Opinion

See you in my dreams ...

Friday, September 16, 2011

At this point in my life, I hate to admit it, but I have never really been a big dreamer.

And I don't mean the idealistic kind of dreams like fantasizing about the house in the country with the white picket fence or any other similarly idyllic notion. Nor such flights of fancy that might be associated with space travel or a journey to the center of the earth.

Although, you know, there was that one dream involving Jennifer Aniston -- but you wouldn't want to hear about that ...

No, I'm talking about run-of-the-mill, dusk-to-dawn, deep-sleep dreams. You know, the crazy stuff about falling or being held under water or finding yourself naked in a room full of strangers.

I never dream anything like that. At least if I do, I never remember it. By the time I swing my legs over the side of the bed, rub my eyes and find my glasses, I have forgotten anything remotely interesting.

Except for the other night.

I had such a vivid dream, that when I woke up, I initially assumed it must be true. That's because it wasn't some fleeting stream of unconsciousness but a dream sequence in which I could remember facts, numbers, statistics and emotions.
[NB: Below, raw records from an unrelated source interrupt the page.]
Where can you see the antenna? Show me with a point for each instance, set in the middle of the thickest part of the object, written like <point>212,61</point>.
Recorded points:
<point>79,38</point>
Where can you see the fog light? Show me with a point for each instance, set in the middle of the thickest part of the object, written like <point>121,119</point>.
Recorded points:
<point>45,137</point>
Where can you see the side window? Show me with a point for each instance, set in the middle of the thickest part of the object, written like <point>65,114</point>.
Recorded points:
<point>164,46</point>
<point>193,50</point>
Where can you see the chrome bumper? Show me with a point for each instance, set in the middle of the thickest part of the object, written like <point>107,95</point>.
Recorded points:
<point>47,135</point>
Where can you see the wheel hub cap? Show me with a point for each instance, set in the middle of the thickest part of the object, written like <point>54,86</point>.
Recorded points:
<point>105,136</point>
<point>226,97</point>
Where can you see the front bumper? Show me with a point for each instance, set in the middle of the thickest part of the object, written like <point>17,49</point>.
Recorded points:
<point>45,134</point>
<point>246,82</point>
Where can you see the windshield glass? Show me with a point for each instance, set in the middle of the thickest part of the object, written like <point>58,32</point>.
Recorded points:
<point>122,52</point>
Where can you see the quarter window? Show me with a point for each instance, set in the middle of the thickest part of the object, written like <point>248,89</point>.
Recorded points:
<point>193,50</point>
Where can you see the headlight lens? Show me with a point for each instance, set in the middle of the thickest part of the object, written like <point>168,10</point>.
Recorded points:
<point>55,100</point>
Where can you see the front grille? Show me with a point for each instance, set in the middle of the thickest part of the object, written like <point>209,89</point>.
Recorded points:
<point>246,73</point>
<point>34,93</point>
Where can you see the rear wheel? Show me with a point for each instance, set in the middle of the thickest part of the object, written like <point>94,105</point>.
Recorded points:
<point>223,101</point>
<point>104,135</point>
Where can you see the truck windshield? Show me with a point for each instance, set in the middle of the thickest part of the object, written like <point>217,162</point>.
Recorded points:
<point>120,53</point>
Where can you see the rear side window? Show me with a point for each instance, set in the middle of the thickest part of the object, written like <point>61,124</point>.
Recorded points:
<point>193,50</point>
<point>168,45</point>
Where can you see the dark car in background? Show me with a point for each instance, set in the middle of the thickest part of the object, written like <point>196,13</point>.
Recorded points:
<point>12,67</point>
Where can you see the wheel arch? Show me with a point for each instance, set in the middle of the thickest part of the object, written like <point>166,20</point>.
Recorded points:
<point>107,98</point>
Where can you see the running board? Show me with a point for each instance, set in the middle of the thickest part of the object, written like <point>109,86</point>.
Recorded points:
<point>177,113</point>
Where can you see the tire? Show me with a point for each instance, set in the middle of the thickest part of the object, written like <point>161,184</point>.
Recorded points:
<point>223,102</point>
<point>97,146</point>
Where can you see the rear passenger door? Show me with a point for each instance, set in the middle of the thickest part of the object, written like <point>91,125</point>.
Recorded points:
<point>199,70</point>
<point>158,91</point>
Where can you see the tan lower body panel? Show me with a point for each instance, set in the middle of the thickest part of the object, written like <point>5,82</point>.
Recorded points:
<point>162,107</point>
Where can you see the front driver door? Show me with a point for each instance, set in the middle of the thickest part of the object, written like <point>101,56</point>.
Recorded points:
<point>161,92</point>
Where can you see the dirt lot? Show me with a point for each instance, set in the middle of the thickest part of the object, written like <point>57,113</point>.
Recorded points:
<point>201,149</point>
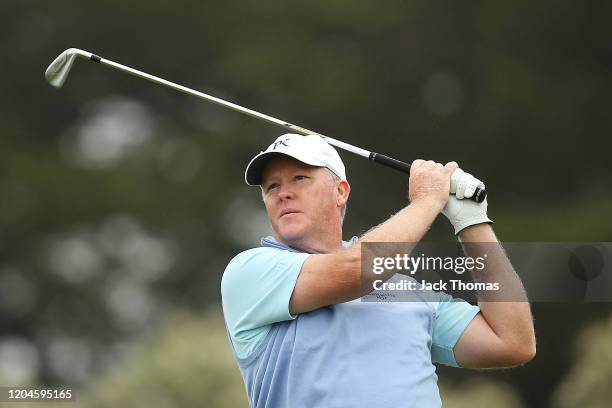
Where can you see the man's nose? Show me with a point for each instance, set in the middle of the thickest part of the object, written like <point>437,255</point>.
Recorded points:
<point>286,192</point>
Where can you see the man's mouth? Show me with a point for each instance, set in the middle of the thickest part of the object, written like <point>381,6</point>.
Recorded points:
<point>288,211</point>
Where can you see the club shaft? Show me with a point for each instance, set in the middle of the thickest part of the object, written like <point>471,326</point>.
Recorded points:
<point>284,124</point>
<point>478,196</point>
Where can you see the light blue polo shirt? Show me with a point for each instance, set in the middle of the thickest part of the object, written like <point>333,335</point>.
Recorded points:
<point>352,354</point>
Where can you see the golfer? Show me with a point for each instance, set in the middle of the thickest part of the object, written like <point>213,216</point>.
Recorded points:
<point>299,331</point>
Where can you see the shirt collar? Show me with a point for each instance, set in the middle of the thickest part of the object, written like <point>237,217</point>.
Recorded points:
<point>269,241</point>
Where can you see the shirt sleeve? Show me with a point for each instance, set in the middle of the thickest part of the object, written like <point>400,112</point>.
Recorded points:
<point>451,318</point>
<point>256,288</point>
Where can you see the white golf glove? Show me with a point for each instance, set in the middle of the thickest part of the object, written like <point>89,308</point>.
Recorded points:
<point>461,212</point>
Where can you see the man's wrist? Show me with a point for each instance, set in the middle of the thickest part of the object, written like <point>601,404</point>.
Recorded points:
<point>482,232</point>
<point>431,205</point>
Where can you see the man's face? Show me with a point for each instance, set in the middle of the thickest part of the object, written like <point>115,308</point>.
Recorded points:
<point>302,201</point>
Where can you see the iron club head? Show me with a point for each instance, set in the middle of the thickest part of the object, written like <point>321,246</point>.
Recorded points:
<point>57,72</point>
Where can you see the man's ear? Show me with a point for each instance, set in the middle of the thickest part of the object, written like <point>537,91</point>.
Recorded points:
<point>343,191</point>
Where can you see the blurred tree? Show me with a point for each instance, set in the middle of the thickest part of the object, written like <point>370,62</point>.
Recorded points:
<point>588,382</point>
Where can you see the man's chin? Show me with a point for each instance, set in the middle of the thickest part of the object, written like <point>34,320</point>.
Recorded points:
<point>291,234</point>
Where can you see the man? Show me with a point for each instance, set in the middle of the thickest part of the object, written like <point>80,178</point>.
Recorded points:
<point>299,332</point>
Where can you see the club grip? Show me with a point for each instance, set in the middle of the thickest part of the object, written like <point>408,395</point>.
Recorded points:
<point>479,195</point>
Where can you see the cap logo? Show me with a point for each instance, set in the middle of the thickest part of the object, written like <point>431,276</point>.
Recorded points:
<point>281,142</point>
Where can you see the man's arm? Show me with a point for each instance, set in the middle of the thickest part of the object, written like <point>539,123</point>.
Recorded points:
<point>335,278</point>
<point>502,335</point>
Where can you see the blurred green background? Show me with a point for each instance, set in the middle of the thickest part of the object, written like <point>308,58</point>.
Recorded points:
<point>121,202</point>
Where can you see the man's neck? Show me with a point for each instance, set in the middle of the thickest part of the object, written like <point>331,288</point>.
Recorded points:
<point>315,246</point>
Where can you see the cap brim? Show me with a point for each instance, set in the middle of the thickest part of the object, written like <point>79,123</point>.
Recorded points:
<point>254,170</point>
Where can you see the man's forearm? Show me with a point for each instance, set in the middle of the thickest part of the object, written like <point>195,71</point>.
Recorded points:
<point>506,311</point>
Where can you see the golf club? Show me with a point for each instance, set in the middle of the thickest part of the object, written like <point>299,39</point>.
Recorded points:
<point>58,71</point>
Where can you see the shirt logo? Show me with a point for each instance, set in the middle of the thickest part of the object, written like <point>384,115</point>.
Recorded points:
<point>281,142</point>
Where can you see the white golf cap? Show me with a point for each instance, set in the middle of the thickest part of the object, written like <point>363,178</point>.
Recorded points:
<point>312,150</point>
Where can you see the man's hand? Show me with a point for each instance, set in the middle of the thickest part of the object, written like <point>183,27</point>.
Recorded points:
<point>430,182</point>
<point>460,212</point>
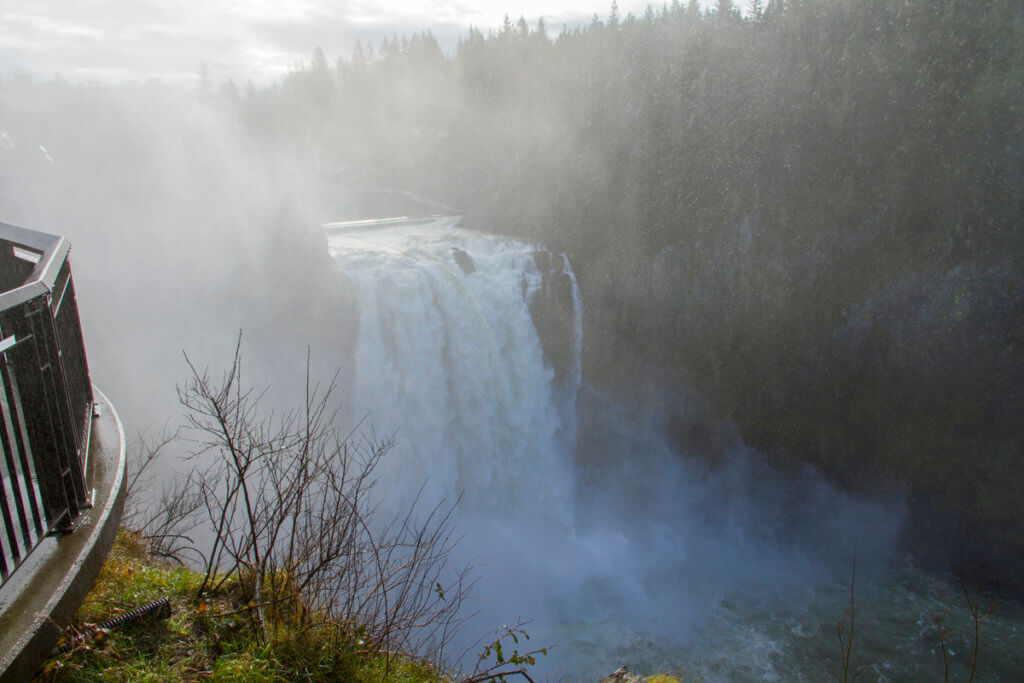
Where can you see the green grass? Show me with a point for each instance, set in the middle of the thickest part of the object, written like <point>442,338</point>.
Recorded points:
<point>208,640</point>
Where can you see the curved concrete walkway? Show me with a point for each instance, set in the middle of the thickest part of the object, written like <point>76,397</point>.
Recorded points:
<point>42,596</point>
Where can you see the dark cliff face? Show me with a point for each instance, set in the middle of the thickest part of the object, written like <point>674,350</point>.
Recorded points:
<point>913,384</point>
<point>553,310</point>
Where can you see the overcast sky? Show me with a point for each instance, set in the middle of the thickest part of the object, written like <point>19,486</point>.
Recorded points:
<point>113,41</point>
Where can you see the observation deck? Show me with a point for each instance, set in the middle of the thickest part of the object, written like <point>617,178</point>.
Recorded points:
<point>61,453</point>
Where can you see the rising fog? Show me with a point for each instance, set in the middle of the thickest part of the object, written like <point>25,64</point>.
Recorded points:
<point>796,237</point>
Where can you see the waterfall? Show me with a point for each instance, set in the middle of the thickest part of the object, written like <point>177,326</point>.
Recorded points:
<point>449,357</point>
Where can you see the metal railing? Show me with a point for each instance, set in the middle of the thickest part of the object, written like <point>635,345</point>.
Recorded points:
<point>45,397</point>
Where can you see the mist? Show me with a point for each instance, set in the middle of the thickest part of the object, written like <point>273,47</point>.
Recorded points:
<point>740,311</point>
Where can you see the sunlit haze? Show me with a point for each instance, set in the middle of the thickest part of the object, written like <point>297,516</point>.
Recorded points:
<point>115,41</point>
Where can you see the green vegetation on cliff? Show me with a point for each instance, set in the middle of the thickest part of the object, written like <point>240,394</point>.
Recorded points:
<point>212,638</point>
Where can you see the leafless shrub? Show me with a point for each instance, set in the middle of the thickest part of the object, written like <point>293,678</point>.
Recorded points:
<point>167,520</point>
<point>287,499</point>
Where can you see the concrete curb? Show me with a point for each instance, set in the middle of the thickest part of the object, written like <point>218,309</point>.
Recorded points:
<point>64,569</point>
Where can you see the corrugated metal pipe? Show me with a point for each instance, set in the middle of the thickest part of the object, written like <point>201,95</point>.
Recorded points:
<point>158,609</point>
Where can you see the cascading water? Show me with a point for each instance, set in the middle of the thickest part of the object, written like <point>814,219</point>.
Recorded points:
<point>581,515</point>
<point>448,356</point>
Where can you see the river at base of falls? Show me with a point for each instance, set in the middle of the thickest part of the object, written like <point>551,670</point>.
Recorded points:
<point>580,517</point>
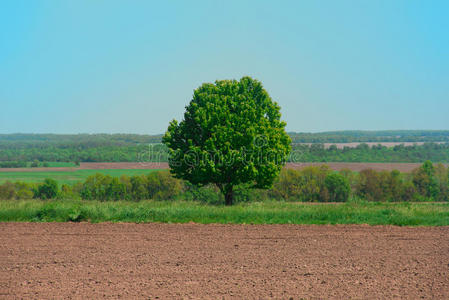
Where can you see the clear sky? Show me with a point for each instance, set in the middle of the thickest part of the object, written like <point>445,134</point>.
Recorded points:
<point>131,66</point>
Prior to that, the most thought I'd ever put into dreams was wondering if R.E.M. might induce REM sleep.

But the other night I dreamt that I had won the lottery. Won $145 million to be exact. Dream big or don't dream at all, I suppose.

And in the dream I even remember doling out millions to the kids and plotting our future in Key West. Granted, that's been a real dream of ours, but just never a real dream.

Sounds silly, I know. But I could not get over how clearly the numbers appeared to me and how vividly I remembered them when I awakened: 1-2-4-8-10-40. That's why the dream left such an impression on me, the specific numbers and how precisely I could recall them.

That in mind, I kept thinking about good old Hurley, the only guy stranded all those years on the mysterious island in "Lost" who managed to get fatter. His lottery-winning numbers were a recurring element of the show, so I thought maybe I was just remembering them.

Close, but no cigar. Hurley's magic numbers were 4-8-15-16-23-42. Thanks, Wikipedia!

Trust me, I don't usually blow my dough on lottery tickets -- unless the jackpots start reaching mammoth proportions. But with numbers like these in hand, I couldn't risk not playing them, could I? What if I checked the winning numbers on Thursday or Sunday morning and there they were -- Powerball winners?!?

That would be as bad as the guy who skipped his factory's ticket-buying group the one week they hit it big. Saved a couple of bucks all right, but lost out on millions.

With the huge sum I so vividly dreamed, I figured it had to be Powerball and not Hoosier Lotto -- unless in my dreams I had failed to see a decimal point and it was "only" $1.45 or $14.5 million instead of $145 million.

I couldn't take chances now. So I bought one Hoosier Lotto ticket and five sets of Powerball numbers, each with the same sequence, except for rotating the numbers for the Powerball itself.

After all, there had to be some reason I dreamed up these numbers.

So the lottery drawings come, and -- you guessed it -- I did not hit a single number. Not one. Not in Hoosier Lotto. Not in the Powerball.

Between those two games there were 12 different numbers pulled, but not a single one from my dream.

So now I face an even bigger quandary.

Do I continue to play these numbers twice a week, week after week in hopes my dreams will come true?

My investment amounts to $6 a chance or $12 a week. Over the course of a year, that would be a total outlay of $624. So I could play those same combinations for 23,237 years before I forked out $14.5 million, let alone $145 million.

Of course, I could wait until the jackpot conveniently hits $1.45, $14.5 or $145 million and then buy my tickets.

So I'm hooked. Got to keep playing or wish I never experienced this stupid dream.

The only way out now seems to be going to bed early and dreaming up something else to take my mind off this lottery predicament.

Jennifer Aniston, where are you when I need you?